Dr. David B. Adams – Psychological Blog

Psychology of Illness, Pain, Anxiety and Depression

Disability Role Modeling

1. Are there physical similarities between, for example, those who sustain low back injuries?

The answer to this is an unqualified _yes._ There are genetic tendencies, within families, for the development of specific body types. Some body types are more often associated with predisposing vulnerability to certain types of injuries.

Thus, a tall, slender father who has sustained a lumbar injury may, indeed, produce a tall slender son who is vulnerable to the same injury.

Also, it is not unusual for descendants to engage in similar work as their parents. A mother who performed production work or a father who did construction work are more likely to produce children who work in similar vocations. They would be similarly vulnerable in high injury-risk occupations.

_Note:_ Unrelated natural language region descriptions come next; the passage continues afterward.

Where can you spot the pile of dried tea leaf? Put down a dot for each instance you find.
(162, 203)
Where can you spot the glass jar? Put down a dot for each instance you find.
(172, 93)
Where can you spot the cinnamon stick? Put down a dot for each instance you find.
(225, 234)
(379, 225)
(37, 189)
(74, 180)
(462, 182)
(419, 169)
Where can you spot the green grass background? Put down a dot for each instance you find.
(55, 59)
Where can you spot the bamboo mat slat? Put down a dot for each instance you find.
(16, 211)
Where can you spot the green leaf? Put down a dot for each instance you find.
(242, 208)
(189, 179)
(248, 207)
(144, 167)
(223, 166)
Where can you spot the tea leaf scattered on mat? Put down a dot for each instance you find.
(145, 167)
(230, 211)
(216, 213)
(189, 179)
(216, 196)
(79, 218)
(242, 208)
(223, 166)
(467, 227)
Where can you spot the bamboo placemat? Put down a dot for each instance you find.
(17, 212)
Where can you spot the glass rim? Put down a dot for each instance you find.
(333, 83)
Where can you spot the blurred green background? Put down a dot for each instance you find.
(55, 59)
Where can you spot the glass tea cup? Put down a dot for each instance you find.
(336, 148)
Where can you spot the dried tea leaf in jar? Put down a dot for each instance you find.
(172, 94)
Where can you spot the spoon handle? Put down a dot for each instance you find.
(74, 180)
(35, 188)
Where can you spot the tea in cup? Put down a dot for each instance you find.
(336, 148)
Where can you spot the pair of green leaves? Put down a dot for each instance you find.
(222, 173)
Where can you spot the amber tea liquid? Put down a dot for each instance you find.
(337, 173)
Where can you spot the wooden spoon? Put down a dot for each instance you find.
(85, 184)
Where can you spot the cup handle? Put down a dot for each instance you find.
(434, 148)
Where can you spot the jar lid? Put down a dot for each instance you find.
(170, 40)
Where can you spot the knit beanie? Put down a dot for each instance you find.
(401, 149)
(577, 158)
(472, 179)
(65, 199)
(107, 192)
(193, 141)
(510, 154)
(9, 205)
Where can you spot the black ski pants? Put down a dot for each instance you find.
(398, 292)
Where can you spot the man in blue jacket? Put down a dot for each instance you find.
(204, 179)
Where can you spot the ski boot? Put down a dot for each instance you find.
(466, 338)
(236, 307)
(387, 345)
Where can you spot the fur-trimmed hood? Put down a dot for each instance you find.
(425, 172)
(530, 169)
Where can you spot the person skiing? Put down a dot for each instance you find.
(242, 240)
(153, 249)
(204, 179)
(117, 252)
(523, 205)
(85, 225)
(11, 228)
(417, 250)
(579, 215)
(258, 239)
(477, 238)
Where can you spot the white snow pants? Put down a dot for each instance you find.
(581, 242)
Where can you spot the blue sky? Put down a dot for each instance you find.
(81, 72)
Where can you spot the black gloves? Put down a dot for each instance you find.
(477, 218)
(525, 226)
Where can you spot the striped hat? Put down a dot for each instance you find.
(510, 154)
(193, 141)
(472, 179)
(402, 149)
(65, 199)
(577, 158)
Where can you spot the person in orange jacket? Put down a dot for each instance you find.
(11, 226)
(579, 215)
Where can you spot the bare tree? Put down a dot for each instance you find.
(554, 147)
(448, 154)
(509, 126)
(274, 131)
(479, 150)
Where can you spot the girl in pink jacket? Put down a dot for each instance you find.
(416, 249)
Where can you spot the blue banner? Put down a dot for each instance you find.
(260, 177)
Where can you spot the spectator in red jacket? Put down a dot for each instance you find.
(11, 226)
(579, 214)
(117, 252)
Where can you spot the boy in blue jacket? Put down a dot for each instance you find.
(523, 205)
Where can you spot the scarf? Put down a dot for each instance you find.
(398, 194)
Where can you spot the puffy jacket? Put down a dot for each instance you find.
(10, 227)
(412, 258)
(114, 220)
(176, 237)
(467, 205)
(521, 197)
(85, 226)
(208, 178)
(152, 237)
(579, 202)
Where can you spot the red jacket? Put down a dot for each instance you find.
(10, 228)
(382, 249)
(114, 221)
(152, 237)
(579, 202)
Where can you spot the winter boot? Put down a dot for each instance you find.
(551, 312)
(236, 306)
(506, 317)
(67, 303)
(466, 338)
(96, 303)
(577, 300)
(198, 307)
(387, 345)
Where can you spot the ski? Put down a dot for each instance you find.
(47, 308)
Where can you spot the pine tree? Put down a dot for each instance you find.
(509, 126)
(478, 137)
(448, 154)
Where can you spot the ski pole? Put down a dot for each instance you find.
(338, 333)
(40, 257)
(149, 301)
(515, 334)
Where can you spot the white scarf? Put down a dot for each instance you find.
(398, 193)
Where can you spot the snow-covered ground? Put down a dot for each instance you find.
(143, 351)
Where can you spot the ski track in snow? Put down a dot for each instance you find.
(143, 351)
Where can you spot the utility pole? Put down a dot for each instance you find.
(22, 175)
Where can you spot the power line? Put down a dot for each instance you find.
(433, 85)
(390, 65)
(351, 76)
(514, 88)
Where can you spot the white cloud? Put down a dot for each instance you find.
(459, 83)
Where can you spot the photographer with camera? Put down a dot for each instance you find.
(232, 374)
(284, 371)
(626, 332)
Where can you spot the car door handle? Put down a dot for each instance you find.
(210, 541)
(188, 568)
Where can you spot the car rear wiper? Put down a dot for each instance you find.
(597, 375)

2. But I suspect you were also asking whether there are families with disabled members who produce successive generations of disabled individuals. And, again, the answer is _yes._

A father disabled by the time he is 30 may well produce children who view disability as either an inevitable outcome of life_or certainly not an unusual outcome. A child raised on workers_ compensation income, whose home was purchased by a workers_ compensation settlement, and whose same sex role-model was continually obtunded by pain is more likely to reproduce that pattern in a subsequent generation.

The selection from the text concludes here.